Tous ces problèmes, ces manques de réel, d’orignal d’originaux disons, seront compensés par une louable littérature savante tendant à justifier, à expliciter ces reproductions. Cela va bien au-delà de la simple description détaillée que l’on attend de l’œuvre reproduite. On peut dire que c’est ce que raconte l’œuvre (ou ce qui est raconté de l’œuvre) qui est mis en avant et plus vraiment l’œuvre en soi que raconte l’artiste (pourquoi / comment il fait ceci ou cela etc.).
De fait, on s’explique facilement le pourquoi de la forte présence de cette nouvelle armada de critiques/historiens de l’art/curateurs omniprésents dans tous les recoins des musées/Biennales/évènements artistiques en tous genres, prompts à faire feu de tout bois à l’aide d’une écriture savante ou navrante selon, pour agrémenter les œuvres et justifier de leur drôle d’existence sur internet. S’il fallait que j’aille au bout de mon explication, je n’hésiterais pas à dire que les expositions importantes à caractères disons international organisées depuis une trentaine d’années sont très souvent des expositions à thèmes concoctées par des curateurs.trices pas toujours très inventifs.tives qui utilisent la rumeur ambiante et l’adaptent à des évènements artistiques. Ainsi le tour est joué, le public et les sponsors ne pourront qu’abonder puisqu’ils seront à même de comprendre les enjeux mis en œuvre dans ces expositions. Les exemples sont nombreux. Tout commence me semble-t-il avec l’exposition Paris-New-York (le curateur Pontus Hulten, 1977), il fallait faire comprendre au grand public ignorant l’importance de l’art américain, Paris n’étant plus depuis belle lurette le centre des affaires de l’art contemporain. Vient ensuite Paris-Berlin, puis Paris-Moscou, l’ouverture vers l’est avant la chute du mur, et toujours le marché de l’art qui se déplace subrepticement vers d’autres horizons, Chine et Corée aujourd’hui. Le justificatif de la republication du catalogue laisse à penser: Gallimard et le Centre Georges Pompidou entendent apporter les éléments d’une réflexion critique et pluridisciplinaire qui reste aujourd’hui plus que jamais d’actualité où l’art semble prendre une place de plus en plus importante et où les outils manquent pour appréhender la modernité. Au fil des pages apparait la vie tumultueuse de métropoles phares, avec leurs enchevêtrements d’idées, de rencontres au-delà du commun, qui, sans le savoir, décidaient de nouvelles grammaires, composaient d’autres territoires de l’esprit.
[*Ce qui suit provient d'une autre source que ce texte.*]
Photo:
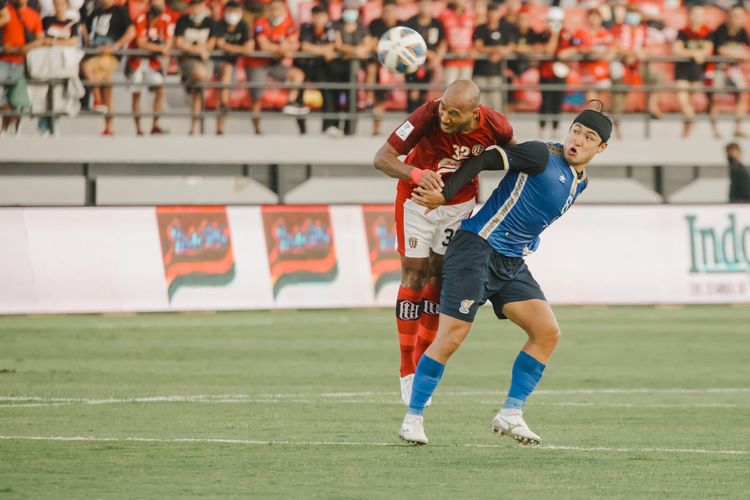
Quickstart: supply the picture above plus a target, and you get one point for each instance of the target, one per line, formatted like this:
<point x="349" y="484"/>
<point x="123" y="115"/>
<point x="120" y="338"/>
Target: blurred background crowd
<point x="639" y="56"/>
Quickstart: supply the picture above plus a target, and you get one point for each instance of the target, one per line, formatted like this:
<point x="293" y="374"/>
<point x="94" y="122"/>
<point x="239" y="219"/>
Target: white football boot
<point x="515" y="427"/>
<point x="406" y="383"/>
<point x="412" y="429"/>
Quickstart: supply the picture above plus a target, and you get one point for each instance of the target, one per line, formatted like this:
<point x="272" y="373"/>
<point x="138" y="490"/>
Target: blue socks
<point x="527" y="372"/>
<point x="426" y="378"/>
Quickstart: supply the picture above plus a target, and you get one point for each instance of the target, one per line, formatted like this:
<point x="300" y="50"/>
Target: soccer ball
<point x="402" y="50"/>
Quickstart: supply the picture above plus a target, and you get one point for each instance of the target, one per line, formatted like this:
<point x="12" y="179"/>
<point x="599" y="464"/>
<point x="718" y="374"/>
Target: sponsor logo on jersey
<point x="300" y="245"/>
<point x="385" y="262"/>
<point x="465" y="305"/>
<point x="405" y="130"/>
<point x="196" y="246"/>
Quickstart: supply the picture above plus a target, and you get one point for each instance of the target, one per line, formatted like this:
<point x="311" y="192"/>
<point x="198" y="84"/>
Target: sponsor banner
<point x="196" y="247"/>
<point x="385" y="262"/>
<point x="301" y="246"/>
<point x="215" y="258"/>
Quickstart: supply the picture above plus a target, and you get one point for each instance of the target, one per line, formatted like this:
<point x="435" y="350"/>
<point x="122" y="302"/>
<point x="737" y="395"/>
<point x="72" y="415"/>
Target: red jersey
<point x="12" y="34"/>
<point x="276" y="34"/>
<point x="459" y="33"/>
<point x="159" y="30"/>
<point x="428" y="147"/>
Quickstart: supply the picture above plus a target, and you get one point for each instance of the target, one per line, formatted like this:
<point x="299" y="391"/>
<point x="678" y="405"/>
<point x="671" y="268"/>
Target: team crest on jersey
<point x="465" y="305"/>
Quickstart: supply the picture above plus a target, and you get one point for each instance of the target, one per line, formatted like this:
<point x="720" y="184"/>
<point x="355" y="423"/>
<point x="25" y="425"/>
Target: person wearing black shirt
<point x="63" y="31"/>
<point x="195" y="36"/>
<point x="319" y="38"/>
<point x="433" y="33"/>
<point x="739" y="177"/>
<point x="731" y="40"/>
<point x="233" y="37"/>
<point x="377" y="28"/>
<point x="694" y="42"/>
<point x="110" y="29"/>
<point x="352" y="42"/>
<point x="490" y="41"/>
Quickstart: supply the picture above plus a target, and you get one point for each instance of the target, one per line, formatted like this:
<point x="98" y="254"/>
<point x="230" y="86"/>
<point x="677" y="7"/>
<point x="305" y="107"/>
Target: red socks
<point x="408" y="307"/>
<point x="428" y="322"/>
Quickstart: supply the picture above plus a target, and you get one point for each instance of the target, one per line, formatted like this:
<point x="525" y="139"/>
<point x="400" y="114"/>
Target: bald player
<point x="436" y="139"/>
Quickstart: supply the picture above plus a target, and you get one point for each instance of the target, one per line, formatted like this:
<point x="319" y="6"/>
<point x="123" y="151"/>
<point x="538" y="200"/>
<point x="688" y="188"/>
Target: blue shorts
<point x="473" y="272"/>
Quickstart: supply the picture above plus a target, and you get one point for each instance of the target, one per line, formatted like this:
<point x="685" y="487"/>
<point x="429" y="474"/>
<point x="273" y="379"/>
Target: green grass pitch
<point x="638" y="402"/>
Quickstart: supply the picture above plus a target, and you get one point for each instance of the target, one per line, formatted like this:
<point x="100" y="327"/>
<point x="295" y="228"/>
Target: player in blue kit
<point x="485" y="262"/>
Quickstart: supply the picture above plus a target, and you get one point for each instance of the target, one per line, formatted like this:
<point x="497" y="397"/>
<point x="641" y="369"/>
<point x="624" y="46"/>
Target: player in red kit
<point x="436" y="139"/>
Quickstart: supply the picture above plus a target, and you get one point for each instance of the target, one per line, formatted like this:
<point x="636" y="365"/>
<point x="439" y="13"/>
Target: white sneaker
<point x="334" y="132"/>
<point x="295" y="109"/>
<point x="515" y="427"/>
<point x="406" y="383"/>
<point x="412" y="429"/>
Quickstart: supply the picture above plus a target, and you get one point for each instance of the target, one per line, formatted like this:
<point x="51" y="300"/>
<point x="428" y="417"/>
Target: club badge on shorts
<point x="465" y="305"/>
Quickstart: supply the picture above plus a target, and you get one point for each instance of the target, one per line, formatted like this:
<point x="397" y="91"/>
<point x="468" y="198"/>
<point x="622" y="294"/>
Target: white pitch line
<point x="254" y="442"/>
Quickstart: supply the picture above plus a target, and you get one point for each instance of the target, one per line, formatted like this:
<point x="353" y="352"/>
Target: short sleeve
<point x="408" y="134"/>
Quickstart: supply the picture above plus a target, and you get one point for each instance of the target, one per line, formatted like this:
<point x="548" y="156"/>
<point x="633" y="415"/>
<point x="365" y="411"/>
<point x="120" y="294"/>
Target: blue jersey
<point x="523" y="205"/>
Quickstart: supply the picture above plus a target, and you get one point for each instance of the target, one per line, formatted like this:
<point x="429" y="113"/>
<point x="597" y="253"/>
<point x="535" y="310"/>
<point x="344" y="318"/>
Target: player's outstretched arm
<point x="386" y="160"/>
<point x="529" y="157"/>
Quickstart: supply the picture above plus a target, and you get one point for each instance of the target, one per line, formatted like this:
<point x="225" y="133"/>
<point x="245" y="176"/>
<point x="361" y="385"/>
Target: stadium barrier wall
<point x="276" y="257"/>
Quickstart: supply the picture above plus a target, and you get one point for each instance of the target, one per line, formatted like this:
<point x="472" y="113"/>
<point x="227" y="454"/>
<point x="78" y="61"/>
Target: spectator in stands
<point x="739" y="177"/>
<point x="693" y="42"/>
<point x="232" y="37"/>
<point x="62" y="30"/>
<point x="195" y="36"/>
<point x="599" y="47"/>
<point x="22" y="31"/>
<point x="319" y="38"/>
<point x="154" y="32"/>
<point x="433" y="33"/>
<point x="490" y="42"/>
<point x="110" y="30"/>
<point x="276" y="33"/>
<point x="559" y="44"/>
<point x="387" y="20"/>
<point x="353" y="42"/>
<point x="528" y="42"/>
<point x="459" y="24"/>
<point x="731" y="40"/>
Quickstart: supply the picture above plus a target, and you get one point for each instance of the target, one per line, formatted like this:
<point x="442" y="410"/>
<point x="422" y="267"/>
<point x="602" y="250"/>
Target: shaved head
<point x="462" y="95"/>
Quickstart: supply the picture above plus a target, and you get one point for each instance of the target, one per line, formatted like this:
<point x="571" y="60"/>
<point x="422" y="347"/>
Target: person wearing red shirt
<point x="459" y="24"/>
<point x="600" y="49"/>
<point x="276" y="33"/>
<point x="19" y="23"/>
<point x="436" y="139"/>
<point x="694" y="42"/>
<point x="154" y="31"/>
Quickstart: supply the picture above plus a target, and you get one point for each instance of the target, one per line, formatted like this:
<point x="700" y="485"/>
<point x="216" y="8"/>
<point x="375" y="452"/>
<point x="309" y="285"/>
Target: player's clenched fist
<point x="430" y="198"/>
<point x="427" y="179"/>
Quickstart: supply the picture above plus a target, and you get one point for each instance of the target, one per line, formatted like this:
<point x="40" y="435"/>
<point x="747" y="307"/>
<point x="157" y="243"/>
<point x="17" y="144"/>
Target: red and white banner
<point x="222" y="258"/>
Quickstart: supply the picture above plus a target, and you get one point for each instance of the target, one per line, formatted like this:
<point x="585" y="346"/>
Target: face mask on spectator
<point x="350" y="16"/>
<point x="232" y="18"/>
<point x="632" y="18"/>
<point x="198" y="17"/>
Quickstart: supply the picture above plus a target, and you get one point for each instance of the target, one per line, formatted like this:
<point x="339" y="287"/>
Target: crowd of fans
<point x="493" y="43"/>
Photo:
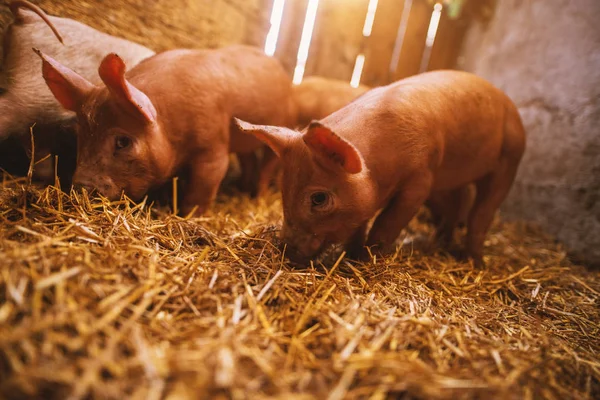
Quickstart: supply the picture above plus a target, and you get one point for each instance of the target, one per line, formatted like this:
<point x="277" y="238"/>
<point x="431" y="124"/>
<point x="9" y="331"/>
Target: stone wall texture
<point x="546" y="56"/>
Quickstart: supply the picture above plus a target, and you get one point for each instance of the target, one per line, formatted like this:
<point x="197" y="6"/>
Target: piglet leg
<point x="491" y="191"/>
<point x="206" y="173"/>
<point x="399" y="211"/>
<point x="249" y="171"/>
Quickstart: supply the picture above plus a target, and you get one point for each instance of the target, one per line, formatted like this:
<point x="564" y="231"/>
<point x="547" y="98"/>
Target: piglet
<point x="317" y="97"/>
<point x="170" y="114"/>
<point x="389" y="151"/>
<point x="25" y="98"/>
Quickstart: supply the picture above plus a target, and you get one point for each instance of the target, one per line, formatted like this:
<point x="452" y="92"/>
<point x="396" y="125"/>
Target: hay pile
<point x="115" y="301"/>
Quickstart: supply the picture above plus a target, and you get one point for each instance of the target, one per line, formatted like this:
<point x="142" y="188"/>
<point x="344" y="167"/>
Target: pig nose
<point x="294" y="255"/>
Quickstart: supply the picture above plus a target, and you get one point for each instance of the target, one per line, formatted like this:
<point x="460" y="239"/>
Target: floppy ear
<point x="329" y="146"/>
<point x="69" y="88"/>
<point x="112" y="73"/>
<point x="273" y="136"/>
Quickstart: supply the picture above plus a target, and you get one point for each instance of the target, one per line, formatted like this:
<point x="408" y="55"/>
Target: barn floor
<point x="117" y="301"/>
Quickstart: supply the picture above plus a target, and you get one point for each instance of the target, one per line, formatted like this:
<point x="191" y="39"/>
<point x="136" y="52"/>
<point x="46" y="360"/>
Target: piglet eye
<point x="122" y="142"/>
<point x="319" y="199"/>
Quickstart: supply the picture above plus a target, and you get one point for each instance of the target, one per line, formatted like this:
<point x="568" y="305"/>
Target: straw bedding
<point x="118" y="300"/>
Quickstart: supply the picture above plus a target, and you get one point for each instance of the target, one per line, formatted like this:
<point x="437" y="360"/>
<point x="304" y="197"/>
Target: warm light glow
<point x="433" y="24"/>
<point x="370" y="18"/>
<point x="309" y="24"/>
<point x="356" y="74"/>
<point x="276" y="14"/>
<point x="400" y="37"/>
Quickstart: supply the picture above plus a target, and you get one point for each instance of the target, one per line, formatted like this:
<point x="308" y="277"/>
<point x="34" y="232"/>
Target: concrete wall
<point x="546" y="56"/>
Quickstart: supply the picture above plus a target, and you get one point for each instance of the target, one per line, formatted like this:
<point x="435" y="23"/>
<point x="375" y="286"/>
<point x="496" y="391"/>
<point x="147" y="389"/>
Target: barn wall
<point x="163" y="25"/>
<point x="546" y="56"/>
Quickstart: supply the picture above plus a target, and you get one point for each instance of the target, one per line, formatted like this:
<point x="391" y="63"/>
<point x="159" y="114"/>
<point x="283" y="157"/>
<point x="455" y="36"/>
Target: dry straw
<point x="118" y="300"/>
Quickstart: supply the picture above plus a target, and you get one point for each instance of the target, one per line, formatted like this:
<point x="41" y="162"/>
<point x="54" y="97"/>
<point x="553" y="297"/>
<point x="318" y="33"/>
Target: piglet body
<point x="26" y="99"/>
<point x="389" y="151"/>
<point x="317" y="97"/>
<point x="170" y="114"/>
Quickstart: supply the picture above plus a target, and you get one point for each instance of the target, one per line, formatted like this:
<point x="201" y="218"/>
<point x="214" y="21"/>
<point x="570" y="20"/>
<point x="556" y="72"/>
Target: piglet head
<point x="120" y="146"/>
<point x="326" y="190"/>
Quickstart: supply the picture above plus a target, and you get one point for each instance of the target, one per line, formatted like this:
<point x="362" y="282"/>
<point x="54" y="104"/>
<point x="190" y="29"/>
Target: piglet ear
<point x="69" y="88"/>
<point x="329" y="146"/>
<point x="112" y="73"/>
<point x="275" y="137"/>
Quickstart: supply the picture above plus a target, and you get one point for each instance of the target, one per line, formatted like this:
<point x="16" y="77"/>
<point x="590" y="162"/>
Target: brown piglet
<point x="24" y="97"/>
<point x="386" y="153"/>
<point x="316" y="97"/>
<point x="170" y="114"/>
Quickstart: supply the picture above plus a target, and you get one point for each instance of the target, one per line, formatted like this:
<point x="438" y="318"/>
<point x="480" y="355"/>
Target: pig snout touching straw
<point x="26" y="100"/>
<point x="390" y="150"/>
<point x="170" y="114"/>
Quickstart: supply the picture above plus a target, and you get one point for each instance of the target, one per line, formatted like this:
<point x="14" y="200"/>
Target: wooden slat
<point x="414" y="42"/>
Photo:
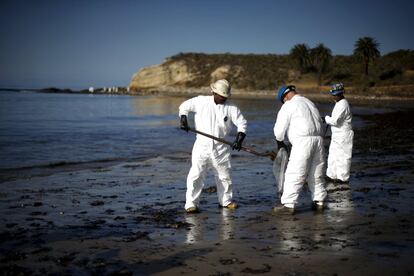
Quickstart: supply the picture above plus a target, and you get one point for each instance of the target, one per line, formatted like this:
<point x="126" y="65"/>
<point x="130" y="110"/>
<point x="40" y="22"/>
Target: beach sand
<point x="127" y="218"/>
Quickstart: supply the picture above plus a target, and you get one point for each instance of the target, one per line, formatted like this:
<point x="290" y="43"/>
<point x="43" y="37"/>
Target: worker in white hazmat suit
<point x="300" y="120"/>
<point x="340" y="149"/>
<point x="216" y="116"/>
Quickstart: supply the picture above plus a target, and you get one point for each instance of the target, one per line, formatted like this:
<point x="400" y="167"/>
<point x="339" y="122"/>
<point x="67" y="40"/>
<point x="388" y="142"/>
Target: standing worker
<point x="300" y="120"/>
<point x="213" y="115"/>
<point x="340" y="149"/>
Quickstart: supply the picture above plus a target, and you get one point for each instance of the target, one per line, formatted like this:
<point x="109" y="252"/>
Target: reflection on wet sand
<point x="197" y="232"/>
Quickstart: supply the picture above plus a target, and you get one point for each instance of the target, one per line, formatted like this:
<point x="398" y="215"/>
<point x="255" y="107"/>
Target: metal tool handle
<point x="246" y="149"/>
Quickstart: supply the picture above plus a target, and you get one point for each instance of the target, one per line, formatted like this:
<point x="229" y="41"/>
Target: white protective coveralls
<point x="340" y="149"/>
<point x="300" y="119"/>
<point x="217" y="120"/>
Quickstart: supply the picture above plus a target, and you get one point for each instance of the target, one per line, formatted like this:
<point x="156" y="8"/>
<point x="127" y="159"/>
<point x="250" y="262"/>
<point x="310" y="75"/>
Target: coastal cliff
<point x="262" y="74"/>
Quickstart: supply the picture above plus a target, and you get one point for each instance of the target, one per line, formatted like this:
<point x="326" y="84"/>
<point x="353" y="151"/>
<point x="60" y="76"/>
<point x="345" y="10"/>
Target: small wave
<point x="9" y="174"/>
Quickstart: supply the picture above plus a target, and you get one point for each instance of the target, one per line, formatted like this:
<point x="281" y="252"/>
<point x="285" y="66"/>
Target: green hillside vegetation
<point x="262" y="72"/>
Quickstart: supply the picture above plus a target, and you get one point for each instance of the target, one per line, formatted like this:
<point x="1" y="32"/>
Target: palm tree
<point x="367" y="49"/>
<point x="320" y="58"/>
<point x="300" y="53"/>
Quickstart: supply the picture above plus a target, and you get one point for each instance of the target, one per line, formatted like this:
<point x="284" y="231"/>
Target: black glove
<point x="239" y="140"/>
<point x="184" y="123"/>
<point x="281" y="144"/>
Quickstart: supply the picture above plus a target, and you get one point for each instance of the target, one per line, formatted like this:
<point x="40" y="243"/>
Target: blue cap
<point x="283" y="91"/>
<point x="337" y="89"/>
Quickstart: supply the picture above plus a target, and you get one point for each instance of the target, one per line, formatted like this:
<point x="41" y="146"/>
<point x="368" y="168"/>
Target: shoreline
<point x="377" y="94"/>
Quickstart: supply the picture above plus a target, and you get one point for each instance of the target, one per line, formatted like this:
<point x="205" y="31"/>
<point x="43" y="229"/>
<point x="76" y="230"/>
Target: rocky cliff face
<point x="177" y="74"/>
<point x="174" y="73"/>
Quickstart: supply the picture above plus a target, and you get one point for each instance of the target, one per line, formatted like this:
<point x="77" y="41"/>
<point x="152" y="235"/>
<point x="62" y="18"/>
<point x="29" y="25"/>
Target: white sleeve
<point x="338" y="114"/>
<point x="282" y="123"/>
<point x="239" y="120"/>
<point x="188" y="106"/>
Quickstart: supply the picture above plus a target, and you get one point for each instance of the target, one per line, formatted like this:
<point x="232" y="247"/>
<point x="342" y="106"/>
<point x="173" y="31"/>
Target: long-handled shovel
<point x="279" y="160"/>
<point x="246" y="149"/>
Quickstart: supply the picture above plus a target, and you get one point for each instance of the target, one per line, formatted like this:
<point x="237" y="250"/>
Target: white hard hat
<point x="221" y="87"/>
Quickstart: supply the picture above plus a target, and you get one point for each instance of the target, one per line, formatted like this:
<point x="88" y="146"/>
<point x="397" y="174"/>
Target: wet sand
<point x="127" y="217"/>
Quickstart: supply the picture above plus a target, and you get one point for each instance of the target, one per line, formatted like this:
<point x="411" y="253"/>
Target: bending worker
<point x="214" y="115"/>
<point x="300" y="120"/>
<point x="340" y="149"/>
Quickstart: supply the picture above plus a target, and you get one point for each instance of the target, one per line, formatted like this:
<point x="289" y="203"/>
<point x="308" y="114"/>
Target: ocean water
<point x="43" y="129"/>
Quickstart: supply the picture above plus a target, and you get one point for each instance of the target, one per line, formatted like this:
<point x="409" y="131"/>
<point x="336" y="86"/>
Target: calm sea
<point x="42" y="129"/>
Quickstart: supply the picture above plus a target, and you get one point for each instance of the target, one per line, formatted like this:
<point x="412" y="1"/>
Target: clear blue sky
<point x="82" y="43"/>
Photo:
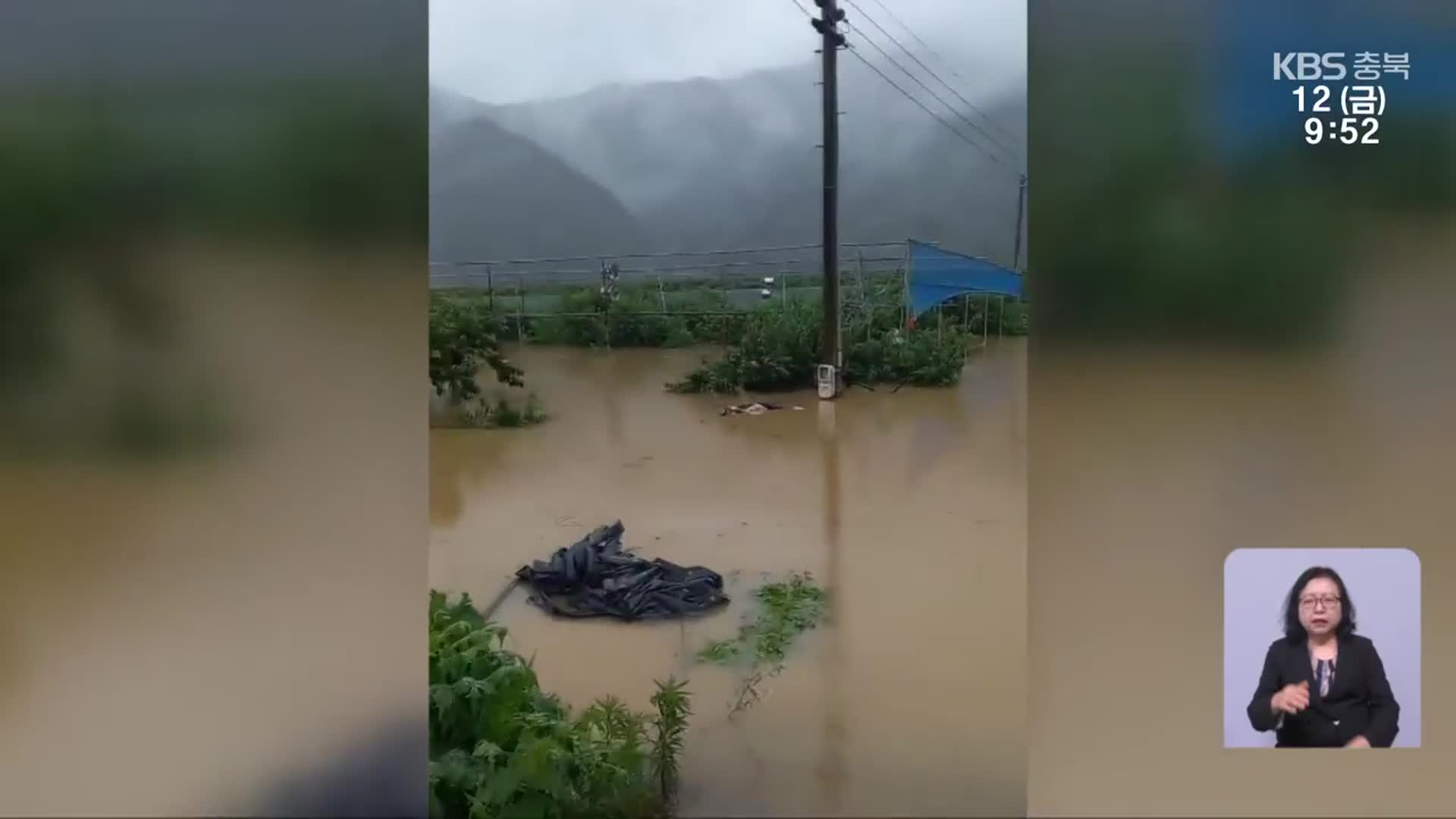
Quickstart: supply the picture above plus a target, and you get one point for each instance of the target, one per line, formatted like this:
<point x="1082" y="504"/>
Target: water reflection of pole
<point x="832" y="768"/>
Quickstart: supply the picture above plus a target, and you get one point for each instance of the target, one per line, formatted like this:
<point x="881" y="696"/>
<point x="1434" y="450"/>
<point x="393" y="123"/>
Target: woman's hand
<point x="1292" y="698"/>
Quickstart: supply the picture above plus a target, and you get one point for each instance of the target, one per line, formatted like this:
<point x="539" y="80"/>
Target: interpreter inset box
<point x="1323" y="649"/>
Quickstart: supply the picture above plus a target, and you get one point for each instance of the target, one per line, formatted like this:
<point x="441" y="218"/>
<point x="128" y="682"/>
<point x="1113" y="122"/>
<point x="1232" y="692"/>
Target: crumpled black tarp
<point x="595" y="577"/>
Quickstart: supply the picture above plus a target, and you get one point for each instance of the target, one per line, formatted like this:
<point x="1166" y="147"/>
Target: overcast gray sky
<point x="516" y="50"/>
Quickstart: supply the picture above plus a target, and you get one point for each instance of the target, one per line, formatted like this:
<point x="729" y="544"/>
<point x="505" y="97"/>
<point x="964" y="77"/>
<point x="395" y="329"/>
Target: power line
<point x="943" y="60"/>
<point x="934" y="74"/>
<point x="908" y="95"/>
<point x="938" y="118"/>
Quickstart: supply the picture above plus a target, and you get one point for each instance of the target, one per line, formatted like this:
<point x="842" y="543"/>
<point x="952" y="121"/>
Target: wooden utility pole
<point x="1021" y="210"/>
<point x="829" y="53"/>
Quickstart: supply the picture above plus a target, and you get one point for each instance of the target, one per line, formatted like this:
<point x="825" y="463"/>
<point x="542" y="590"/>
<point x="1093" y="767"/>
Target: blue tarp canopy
<point x="937" y="276"/>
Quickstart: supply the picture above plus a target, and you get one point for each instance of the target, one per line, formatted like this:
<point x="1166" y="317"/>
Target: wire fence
<point x="533" y="297"/>
<point x="740" y="280"/>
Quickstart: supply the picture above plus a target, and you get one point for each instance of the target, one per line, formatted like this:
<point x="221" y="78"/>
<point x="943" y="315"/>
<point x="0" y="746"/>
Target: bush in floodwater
<point x="780" y="352"/>
<point x="462" y="340"/>
<point x="501" y="746"/>
<point x="777" y="352"/>
<point x="635" y="319"/>
<point x="501" y="413"/>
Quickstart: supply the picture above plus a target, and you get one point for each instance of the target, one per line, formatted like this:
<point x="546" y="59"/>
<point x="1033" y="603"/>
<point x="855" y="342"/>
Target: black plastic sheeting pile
<point x="596" y="577"/>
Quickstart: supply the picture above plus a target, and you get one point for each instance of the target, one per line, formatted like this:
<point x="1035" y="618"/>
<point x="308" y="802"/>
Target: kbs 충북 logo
<point x="1360" y="101"/>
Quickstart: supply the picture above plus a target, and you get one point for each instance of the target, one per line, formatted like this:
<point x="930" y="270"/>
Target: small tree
<point x="462" y="338"/>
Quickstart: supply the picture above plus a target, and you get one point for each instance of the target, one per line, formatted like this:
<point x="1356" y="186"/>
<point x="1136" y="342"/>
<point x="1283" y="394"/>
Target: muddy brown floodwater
<point x="909" y="506"/>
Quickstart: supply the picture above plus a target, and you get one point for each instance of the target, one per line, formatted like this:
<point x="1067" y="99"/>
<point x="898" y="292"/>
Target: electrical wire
<point x="943" y="60"/>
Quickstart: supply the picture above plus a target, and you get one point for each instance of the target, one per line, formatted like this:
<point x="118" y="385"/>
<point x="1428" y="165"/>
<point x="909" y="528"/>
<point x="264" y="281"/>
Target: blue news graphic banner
<point x="1263" y="52"/>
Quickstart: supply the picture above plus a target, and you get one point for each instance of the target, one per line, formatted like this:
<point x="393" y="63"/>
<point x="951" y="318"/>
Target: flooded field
<point x="910" y="506"/>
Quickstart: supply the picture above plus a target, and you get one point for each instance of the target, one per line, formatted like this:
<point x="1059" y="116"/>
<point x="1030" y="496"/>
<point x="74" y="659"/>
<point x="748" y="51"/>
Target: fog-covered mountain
<point x="733" y="164"/>
<point x="498" y="196"/>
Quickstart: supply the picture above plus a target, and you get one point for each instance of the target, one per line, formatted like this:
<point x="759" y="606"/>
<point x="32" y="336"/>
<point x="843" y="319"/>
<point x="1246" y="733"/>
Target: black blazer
<point x="1359" y="704"/>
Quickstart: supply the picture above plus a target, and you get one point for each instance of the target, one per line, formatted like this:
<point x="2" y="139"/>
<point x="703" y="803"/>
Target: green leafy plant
<point x="501" y="746"/>
<point x="785" y="610"/>
<point x="462" y="340"/>
<point x="673" y="706"/>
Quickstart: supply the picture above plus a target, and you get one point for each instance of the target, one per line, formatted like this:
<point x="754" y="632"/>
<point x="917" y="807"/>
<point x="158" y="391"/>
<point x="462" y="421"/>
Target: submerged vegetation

S’ensuivent aujourd’hui toute une série de titres toujours plus ou moins littéraires, subtils et emphatiques pour annoncer telle ou telle Biennale. La dernière en date pour la prochaine Biennale de Venise s’intitule Foreigners Everywhere (sans commentaires), The Milk of Dreams pour la Biennale 2022 (la place des femmes dans l’art), Le palais encyclopédique en 2013 (l’histoire), Illuminations en 2011 (l’imaginaire le retour), All the World’s Futures en 2015 toujours pour Venise. Plus olé-olé la prochaine Biennale de Malte fait très fort avec ce titre incompréhensible bahar abjad imsagar tazzebbug (white sea olive groves) en langue maltaise (?) pour célébrer la paix et l’harmonie entre le nord et le sud… Home Away From Home, la dernière Biennale de Larnaca à Chypre, titre qui se justifie par l’emplacement géographique à la croisée de pays sensibles à proximité, Oxymoron 2023, Biennale d’Albastra en Roumanie, etc. la liste est infinie.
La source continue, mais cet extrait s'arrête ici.